Because you made this last part up.
The Note sold 10 million units in a matter of months.
http://www.theverge.com/2012/8/16/3246378/samsung-galaxy-note-sales-10-million-worldwide.
Over the life of the product, to date? I have no idea how many units it sold total- the Note 2 came out and sales figures of the original Note weren't news worthy anymore, but it's a pretty safe bet they've sold millions more since then.
Ok, you understand that you linked the exact sales sales figure article that I linked in my original post, correct? And that it's dated for August 2012, 10 months after the release of the Note in October 2011? And that the Note 2 came out in September 2012, one month after this press release and that, obviously, GNote sales dropped off since then. So we are estimating here, but it's highly doubtful they doubled that number since then or even increased it by 50%. If I had to guess, I'd probably say the Note's lifetime sales sit at around 12-13m which, for the sake of this discussion, don't make a significant difference in my viewpoint.

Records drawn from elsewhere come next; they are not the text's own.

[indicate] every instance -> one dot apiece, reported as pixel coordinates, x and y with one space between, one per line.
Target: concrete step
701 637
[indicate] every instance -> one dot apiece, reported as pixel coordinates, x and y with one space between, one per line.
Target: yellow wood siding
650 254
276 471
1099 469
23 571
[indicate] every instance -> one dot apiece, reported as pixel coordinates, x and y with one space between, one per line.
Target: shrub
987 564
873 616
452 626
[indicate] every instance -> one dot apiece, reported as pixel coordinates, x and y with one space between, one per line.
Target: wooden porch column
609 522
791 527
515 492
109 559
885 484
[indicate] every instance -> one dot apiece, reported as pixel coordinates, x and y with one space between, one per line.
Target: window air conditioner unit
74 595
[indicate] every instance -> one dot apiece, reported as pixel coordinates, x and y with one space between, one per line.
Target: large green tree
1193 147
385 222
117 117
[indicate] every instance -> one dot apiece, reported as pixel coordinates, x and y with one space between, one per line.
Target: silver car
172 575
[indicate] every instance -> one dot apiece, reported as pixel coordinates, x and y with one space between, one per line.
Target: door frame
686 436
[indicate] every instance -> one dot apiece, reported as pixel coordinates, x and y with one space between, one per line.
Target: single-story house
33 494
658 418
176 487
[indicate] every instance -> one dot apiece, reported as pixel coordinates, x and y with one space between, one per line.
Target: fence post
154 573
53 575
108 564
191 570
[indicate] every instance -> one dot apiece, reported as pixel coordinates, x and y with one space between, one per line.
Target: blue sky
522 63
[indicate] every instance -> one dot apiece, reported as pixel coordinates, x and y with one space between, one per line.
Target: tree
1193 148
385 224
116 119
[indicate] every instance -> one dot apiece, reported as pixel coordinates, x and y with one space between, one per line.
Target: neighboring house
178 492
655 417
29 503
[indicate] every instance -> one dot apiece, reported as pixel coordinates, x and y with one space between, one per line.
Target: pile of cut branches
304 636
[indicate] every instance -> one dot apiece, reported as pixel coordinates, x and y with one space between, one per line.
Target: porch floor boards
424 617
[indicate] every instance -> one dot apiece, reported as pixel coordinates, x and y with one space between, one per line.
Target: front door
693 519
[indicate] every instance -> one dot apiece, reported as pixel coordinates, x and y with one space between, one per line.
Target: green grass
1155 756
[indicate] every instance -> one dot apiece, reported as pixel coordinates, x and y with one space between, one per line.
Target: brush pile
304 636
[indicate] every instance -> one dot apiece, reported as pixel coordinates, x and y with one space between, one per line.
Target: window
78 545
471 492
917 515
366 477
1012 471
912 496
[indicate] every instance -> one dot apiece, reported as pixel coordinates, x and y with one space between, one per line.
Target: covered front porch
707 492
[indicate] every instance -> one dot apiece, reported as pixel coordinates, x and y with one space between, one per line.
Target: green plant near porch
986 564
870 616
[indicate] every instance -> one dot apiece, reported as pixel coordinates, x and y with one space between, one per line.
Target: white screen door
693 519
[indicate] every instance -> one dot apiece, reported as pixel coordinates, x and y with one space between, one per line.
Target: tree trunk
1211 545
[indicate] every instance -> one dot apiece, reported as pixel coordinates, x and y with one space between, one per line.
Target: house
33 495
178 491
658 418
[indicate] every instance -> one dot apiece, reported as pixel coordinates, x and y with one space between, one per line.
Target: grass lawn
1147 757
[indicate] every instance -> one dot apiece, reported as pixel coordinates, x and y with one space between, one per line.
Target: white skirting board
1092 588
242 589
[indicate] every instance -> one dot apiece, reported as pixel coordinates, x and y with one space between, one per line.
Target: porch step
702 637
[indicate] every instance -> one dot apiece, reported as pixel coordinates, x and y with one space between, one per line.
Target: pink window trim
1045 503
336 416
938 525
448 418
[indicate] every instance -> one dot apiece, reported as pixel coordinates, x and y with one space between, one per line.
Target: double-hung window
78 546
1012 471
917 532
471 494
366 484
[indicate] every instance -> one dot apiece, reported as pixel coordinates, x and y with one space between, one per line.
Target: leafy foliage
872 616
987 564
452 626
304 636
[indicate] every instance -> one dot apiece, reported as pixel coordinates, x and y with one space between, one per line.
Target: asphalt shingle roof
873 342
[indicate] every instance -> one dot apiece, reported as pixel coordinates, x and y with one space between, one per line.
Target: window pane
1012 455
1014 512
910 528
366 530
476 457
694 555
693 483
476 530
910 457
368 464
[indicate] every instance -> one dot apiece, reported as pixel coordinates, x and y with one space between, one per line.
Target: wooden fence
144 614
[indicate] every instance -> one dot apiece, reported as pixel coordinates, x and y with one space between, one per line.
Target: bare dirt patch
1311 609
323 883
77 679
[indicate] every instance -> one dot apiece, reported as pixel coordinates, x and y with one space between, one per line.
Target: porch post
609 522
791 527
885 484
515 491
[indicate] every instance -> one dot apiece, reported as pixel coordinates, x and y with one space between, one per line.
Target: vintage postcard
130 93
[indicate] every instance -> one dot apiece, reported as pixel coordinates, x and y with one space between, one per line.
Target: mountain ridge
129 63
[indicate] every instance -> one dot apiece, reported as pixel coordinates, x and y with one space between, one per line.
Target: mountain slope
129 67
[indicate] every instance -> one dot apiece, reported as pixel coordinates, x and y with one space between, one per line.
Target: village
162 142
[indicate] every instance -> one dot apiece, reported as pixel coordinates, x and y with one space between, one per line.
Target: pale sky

I'm not sure what you think I made up. I posted the same article you did and clearly stated that 10m units were for the first 10 months of its release, a rate of about 1m a month. I suppose I would need to know what your definition of "a matter of months" is. is it 11? For me, a "matter of months would be about 4. 5 tops. 6 becomes half a year.
And once more- it goes to show you ( and others) have a WACKED sense of business that you think selling 10 million units of something that's a mult-hundred dollar item isn't a huge success that any business would kill for. It just shows you're simply not comprehending the numbers involved- not in a sense of just how many of something that is, or the massive dollar amounts. (For an album that costs just $10 for example, that'd be considered 10x platinum. If you think even that figure happens every other week for recording artists- and in a matter of months no less- again, you're smoking something.)
10 million units (and however many since that figure was recorded last year) is a staggering sales achievement. People's complete ignorance of business doesn't change that.
Again, for the THIRD AND FINAL TIME, I do not mean to discount the success of the original Note. But you can't look at those sales figures and then wildly compare them to some other industry. You must put them in some sort of framework. Some sort of category. For the Note, that is the mobile device market. And, in the mobile device market, the Galaxy Note is not "an insanely huge hit". I'll go with my original label of "surprising hit" and feel that it adequately describes the sales figures of the Galaxy Note.
Clearly, Samsung saw the potential and I'm sure they didn't lose money on it (though I/no one else has ever claimed that it did). But to try and compare sales figures of a mobile phone to something completely unrelated like a album is just grasping for straws.